Since the original copy of the Shapira Scrolls is not available for study, most biblical scholars are unlikely to accept Dershowitz’s case as compelling. But even if it were available for study, the vast majority of religious historians would likely continue to default to the previously rendered verdict, which would represent the safest route and the path of least resistance.
Nevertheless, when Dershowitz’s upcoming book on the topic is released, it should be a brisk seller among those who are intrigued by historical mysteries and admire maverick researchers who aren’t afraid to challenge establishment narratives. This may not be the audience Dershowitz is trying to reach, but it may be the only one that is most open to his hypothesis.
Top image: Like the Dead Sea Scrolls pictured here, the Shapira scroll (and remember the original fragments have “disappeared”!) has both its champions and sceptical experts who doubt key details in the “story.” Source: vadiml / Adobe Stock
By Nathan Falde
In the May/June 1997 issue of Biblical Archaological Review, Fred Reiner and Andre Lemaire come to the conclusion, by analyzing the facsimiles and notes created by Ginsberg, that these pieces were fakes, with the suspicion that the Mesha Stele was to some degree used as source material. This is a common method of forgers and fakers; a more recent example is the infamous ‘gospel of Jesus’ wife’ papyrus that was declared genuine by many experts, only to be found later that it was composed in part by taking every second line from a genuine ancient document.

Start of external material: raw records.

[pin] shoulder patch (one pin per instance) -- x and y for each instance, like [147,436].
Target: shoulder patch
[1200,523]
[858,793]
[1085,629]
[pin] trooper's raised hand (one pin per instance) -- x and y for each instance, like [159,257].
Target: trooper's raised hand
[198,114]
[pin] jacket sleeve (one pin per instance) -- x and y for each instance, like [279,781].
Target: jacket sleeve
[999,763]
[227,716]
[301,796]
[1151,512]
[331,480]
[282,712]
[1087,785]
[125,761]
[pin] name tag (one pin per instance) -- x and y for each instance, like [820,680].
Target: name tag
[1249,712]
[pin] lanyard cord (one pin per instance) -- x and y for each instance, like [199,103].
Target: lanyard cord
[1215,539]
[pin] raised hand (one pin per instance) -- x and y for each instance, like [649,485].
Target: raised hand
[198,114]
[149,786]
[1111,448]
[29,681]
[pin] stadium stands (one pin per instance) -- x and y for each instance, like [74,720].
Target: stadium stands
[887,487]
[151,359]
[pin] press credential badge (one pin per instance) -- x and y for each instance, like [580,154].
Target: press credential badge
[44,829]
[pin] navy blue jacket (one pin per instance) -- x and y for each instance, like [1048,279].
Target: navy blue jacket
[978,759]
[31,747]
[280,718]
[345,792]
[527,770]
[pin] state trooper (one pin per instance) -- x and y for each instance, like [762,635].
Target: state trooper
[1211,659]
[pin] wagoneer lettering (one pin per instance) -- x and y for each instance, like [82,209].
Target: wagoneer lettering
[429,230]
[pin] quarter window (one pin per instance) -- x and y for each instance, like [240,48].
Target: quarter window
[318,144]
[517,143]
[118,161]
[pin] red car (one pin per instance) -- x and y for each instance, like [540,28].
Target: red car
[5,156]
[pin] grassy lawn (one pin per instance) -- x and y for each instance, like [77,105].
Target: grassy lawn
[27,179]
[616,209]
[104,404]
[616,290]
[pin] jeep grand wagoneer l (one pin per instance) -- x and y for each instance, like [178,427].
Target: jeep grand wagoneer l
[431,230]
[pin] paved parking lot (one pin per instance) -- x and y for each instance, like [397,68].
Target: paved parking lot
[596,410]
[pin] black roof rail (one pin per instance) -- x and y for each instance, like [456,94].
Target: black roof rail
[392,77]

From the 1997 BAR article by Fred Reiner:
“Less than two years later, in July 1885, the British Museum sold the manuscript at Sotheby’s for £10, 5sh. to Bernard Quaritch, an antiquities dealer. Notice of the manuscript appeared in the 1886 Quaritch catalogue:
BIBLE. The most original MS. of Deuteronomy, from the hand of Moses … as discovered by the late Mr. Shapira, and valued at £1,000,000; 15 separate fragments … written in the primeval Hebrew character on strips of blackened leather, £25.
Ante Christian 1500—A.D. 1880.
It is surprising that the Quaritch catalogue does not refer to the manuscript as a forgery.”
- Not that surprising, unless someone was gullible enough to believe that they were getting £1 Million scroll fragments for £25. Written by Moses! And if they had an interest in such things they would have been aware of the raging publicity surrounding the fragments in recent history, and the fact that they had been rejected as fakes by many experts.